[lbo-talk] Obama, deficit hawk

ken hanly northsunm at yahoo.com
Tue Dec 8 15:12:41 PST 2009


Isn't this the same fellow who is sending 30,000 or so troops to Afghanistan at a million dollars each! All those entitlements such as Medicare and home care will be cut as will education funding and who knows what else.

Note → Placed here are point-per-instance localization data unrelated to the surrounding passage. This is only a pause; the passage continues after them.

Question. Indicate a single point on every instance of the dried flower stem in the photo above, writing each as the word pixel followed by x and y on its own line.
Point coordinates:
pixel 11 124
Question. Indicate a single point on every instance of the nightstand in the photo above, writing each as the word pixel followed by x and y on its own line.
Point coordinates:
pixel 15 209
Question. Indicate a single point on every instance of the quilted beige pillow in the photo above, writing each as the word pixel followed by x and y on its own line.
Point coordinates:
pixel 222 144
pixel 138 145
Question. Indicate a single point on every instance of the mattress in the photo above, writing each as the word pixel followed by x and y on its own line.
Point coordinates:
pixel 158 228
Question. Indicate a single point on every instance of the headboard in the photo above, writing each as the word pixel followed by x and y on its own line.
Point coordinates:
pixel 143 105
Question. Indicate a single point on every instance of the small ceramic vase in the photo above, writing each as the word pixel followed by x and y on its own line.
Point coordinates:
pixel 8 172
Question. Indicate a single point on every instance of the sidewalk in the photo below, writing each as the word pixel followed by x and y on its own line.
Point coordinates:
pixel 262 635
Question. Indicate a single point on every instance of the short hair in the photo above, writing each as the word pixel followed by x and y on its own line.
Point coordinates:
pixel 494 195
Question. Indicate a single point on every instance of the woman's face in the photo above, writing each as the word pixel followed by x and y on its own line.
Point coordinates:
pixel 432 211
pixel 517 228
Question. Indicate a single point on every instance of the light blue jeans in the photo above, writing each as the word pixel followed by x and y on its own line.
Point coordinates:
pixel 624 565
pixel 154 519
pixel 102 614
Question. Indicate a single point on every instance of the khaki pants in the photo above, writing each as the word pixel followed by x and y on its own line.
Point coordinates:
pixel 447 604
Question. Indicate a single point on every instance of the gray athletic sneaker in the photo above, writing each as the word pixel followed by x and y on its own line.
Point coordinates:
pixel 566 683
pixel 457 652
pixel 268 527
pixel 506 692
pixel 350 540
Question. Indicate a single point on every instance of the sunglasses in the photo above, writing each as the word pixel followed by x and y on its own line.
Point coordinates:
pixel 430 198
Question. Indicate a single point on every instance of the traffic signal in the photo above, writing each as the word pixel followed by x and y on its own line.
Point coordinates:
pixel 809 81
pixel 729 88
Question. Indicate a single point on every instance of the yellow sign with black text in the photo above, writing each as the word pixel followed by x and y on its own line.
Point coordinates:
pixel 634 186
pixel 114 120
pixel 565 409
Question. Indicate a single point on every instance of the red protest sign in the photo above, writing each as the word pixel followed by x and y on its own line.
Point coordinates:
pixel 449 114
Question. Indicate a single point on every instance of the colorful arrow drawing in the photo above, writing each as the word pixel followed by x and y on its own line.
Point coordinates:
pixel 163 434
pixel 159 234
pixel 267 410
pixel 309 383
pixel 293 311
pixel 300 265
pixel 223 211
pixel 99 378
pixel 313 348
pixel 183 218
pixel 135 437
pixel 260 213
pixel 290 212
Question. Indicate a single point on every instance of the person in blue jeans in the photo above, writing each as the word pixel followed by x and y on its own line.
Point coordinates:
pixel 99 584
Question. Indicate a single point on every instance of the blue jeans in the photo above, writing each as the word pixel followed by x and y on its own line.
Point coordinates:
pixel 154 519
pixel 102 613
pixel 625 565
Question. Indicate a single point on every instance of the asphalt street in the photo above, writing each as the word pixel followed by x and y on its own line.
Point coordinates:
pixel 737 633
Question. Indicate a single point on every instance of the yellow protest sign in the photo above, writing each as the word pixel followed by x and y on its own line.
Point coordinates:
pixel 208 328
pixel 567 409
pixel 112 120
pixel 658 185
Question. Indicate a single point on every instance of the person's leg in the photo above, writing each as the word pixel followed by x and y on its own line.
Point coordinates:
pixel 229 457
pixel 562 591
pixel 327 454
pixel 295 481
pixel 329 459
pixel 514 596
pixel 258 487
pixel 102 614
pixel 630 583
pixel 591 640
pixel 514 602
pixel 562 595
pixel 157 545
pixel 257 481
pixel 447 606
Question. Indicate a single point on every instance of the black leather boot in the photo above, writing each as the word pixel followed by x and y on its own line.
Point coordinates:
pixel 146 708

The hard choices really don't seem to be hurting the military-industrial complex.

Blog: http://kenthink7.blogspot.com/index.html Blog: http://kencan7.blogspot.com/index.html

--- On Tue, 12/8/09, Doug Henwood <dhenwood at panix.com> wrote:


> From: Doug Henwood <dhenwood at panix.com>
> Subject: [lbo-talk] Obama, deficit hawk
> To: "lbo-talk" <lbo-talk at lbo-talk.org>
> Date: Tuesday, December 8, 2009, 1:44 PM
> <http://www.whitehouse.gov/the-press-office/remarks-president-job-creation-and-economic-growth>
>
> So one of the central goals of this administration is
> restoring fiscal responsibility.  Even as we have had
> to spend our way out of this recession in the near term,
> we've begun to make the hard choices necessary to get our
> country on a more stable fiscal footing in the long
> run.  So let me just be clear here.  Despite what
> some have claimed, the cost of the Recovery Act is only a
> very small part of our current budget imbalance.  In
> reality, the deficit had been building dramatically over the
> previous eight years.  We have a structural gap between
> the money going out and the money coming in.
>
> Folks passed tax cuts and expansive entitlement programs
> without paying for any of it -- even as health care costs
> kept rising, year after year.  As a result, the deficit
> had reached $1.3 trillion when we walked into the White
> House.  And I'd note:  These budget-busting tax
> cuts and spending programs were approved by many of the same
> people who are now waxing political about fiscal
> responsibility, while opposing our efforts to reduce
> deficits by getting health care costs under control. 
> It's a sight to see.
>
> The fact is we have refused to go along with business as
> usual; we are taking responsibility for every dollar we
> spend.  We've done what some said was impossible: 
> preventing wasteful spending on outdated weapons systems
> that even the Pentagon said it didn't want.  We've
> combed the budget, cutting waste and excess wherever we
> could.  I'm still committed to halving the deficit we
> inherited by the end of my first term -- cutting it in
> half.  And I made clear from day one that I would not
> sign a health insurance reform bill if it raised the deficit
> by one dime -- and neither the House, nor the Senate bill
> does.  We've begun not only changing policies in
> Washington, we've also begun to change the culture in
> Washington.
>
> In the end, the economic crisis of the past year was not
> just the result of weaknesses in our economy.  It was
> also the result of weaknesses in our political system,
> because for decades, too many in Washington put off the hard
> decisions.  For decades, we've watched as efforts to
> solve tough problems have fallen prey to the bitterness of
> partisanship, to prosaic concerns of politics, to
> ever-quickening news cycles, to endless campaigns focused on
> scoring points instead of meeting our common challenges.
>
> We've seen the consequences of this failure of
> responsibility.  The American people have paid a heavy
> price.  And the question we'll have to answer now is if
> we're going to learn from our past, or if -- even in the
> aftermath of disaster -- we're going to repeat those same
> mistakes.  As the alarm bells fade, the din of
> Washington rises, as the forces of the status quo marshal
> their resources, we can be sure that answering this question
> will be a fight to the finish.  But I have every hope
> and expectation that we can rise to this moment, that we can
> transcend the failures of the past, that we can once again
> take responsibility for our future.